My family moved from Israel to Uganda when I was 8 years old, and I started school there without knowing any English. Nakasero Primary School was at the time an old fashioned colonial British school, which offered very little help for pupils who did not know English. I was put in a class and expected to catch up on my own.
I well remember that the one subject that I was able to follow for the first few weeks was Maths: multiplication table and such matters. At that point I was grateful that math was a universal language!

  1. What made you decide to become a mathematician, and when?

In my final year at high school I was seriously thinking about taking up physics. I tried to read some of the university physics texts but decided that I needed to better understand the math, and while doing it fell in love with the subject. I participated in a couple of local math contests and received a small fellowship as a result of winning third place in one of them, and I saw that as a sign that I had a future in the subject.

  1. Name a favourite paper by a contemporary mathematician, and why (or more than one, if you can’t decide).

Some of Michael Berry’s papers and surveys are particular favourites of mine, as they have shaped my views of Quantum Chaos and its relation to Number Theory. In particular I can mention the survey:

  • Berry, M V, 1983, ‘Semiclassical Mechanics of regular and irregular motion’ in Les Houches Lecture Series Session XXXVI, eds. G Iooss, R H G Helleman and R Stora, North Holland, Amsterdam, 171-271. (author pdf)

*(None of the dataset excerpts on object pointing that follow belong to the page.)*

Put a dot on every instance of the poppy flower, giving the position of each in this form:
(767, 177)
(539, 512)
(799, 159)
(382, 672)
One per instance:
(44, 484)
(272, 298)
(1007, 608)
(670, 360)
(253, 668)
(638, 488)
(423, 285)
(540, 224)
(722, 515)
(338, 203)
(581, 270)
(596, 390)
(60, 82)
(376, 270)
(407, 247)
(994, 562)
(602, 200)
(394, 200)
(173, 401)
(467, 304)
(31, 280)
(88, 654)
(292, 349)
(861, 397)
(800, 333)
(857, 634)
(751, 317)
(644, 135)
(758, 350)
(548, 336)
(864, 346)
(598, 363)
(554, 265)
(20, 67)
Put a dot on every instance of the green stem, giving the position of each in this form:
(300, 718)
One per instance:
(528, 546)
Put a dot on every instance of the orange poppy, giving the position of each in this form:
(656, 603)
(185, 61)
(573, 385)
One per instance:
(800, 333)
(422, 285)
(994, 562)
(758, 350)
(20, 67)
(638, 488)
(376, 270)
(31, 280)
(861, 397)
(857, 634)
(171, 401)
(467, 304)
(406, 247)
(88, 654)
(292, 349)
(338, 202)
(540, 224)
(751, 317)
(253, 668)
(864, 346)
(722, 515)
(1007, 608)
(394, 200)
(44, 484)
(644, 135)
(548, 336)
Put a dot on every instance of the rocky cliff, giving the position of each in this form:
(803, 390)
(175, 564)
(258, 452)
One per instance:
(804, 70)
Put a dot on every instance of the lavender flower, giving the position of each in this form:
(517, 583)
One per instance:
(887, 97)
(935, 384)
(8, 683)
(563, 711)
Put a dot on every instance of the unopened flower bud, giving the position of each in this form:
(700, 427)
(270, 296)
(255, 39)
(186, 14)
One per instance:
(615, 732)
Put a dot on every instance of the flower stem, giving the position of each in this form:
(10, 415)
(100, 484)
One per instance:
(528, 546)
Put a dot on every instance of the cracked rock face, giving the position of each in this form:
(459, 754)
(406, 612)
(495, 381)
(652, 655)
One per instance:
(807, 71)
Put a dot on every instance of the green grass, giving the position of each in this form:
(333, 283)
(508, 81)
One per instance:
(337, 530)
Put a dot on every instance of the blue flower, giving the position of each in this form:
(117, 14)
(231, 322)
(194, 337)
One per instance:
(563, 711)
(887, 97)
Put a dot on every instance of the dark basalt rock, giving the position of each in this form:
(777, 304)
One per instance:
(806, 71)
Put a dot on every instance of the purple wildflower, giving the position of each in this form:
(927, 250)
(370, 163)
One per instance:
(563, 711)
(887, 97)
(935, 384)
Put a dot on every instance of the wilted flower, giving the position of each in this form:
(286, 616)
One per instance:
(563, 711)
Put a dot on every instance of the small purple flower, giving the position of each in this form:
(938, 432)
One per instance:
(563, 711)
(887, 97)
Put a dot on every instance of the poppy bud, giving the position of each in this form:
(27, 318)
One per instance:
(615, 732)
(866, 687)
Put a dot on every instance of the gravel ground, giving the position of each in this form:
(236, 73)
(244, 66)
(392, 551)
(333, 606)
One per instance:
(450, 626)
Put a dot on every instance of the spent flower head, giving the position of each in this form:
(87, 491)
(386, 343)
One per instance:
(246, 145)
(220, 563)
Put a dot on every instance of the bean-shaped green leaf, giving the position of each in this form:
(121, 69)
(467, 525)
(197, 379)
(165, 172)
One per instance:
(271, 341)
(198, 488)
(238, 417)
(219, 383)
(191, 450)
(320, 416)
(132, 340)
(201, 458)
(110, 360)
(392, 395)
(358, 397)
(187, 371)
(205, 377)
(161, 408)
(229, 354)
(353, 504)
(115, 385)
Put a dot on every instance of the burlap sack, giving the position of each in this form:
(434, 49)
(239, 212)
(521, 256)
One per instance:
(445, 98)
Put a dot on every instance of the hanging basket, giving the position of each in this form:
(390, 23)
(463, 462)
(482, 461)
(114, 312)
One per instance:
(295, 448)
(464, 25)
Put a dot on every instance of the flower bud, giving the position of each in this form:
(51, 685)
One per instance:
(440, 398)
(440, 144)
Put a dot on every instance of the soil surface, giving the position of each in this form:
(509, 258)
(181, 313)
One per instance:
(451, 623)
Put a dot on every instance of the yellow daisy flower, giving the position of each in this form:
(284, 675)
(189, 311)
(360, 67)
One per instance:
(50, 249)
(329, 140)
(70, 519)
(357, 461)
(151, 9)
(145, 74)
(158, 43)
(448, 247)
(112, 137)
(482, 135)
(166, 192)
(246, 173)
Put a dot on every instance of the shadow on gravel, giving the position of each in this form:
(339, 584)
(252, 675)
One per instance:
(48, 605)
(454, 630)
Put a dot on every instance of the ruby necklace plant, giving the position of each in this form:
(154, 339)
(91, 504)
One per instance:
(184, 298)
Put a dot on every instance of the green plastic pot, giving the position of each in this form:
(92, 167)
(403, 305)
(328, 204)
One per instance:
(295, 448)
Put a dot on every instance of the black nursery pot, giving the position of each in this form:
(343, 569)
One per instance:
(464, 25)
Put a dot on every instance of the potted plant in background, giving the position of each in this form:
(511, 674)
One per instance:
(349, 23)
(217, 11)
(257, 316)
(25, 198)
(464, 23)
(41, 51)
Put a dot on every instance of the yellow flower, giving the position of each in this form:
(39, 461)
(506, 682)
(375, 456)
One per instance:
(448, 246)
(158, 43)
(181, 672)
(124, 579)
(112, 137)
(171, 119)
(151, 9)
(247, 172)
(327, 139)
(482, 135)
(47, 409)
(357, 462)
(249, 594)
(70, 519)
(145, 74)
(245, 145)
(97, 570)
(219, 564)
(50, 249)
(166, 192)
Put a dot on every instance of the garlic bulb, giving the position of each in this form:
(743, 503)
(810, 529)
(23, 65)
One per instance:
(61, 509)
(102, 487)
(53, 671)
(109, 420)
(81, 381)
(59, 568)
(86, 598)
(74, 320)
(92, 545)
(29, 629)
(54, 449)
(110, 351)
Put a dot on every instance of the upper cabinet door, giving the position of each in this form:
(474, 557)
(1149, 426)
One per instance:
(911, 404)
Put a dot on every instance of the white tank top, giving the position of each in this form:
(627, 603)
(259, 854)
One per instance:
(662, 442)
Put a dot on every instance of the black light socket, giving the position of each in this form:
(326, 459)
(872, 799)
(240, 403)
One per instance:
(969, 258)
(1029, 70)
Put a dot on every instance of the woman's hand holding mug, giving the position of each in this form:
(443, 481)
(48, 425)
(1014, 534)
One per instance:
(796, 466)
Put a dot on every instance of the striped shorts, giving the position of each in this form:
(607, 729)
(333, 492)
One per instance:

Michael Berry is a physicist, but much of his work is mathematical and I have drawn inspiration from his way of looking at nature.

  1. What historical mathematician would you like to be able to talk maths with? What would you ask them?

I suspect that many of the great mathematicians are not great conversationalists.

  1. What result would you like to see in mathematics in the next 10 years?

I would like to see a proof of the Riemann Hypothesis. But it may well take much more than 10 years.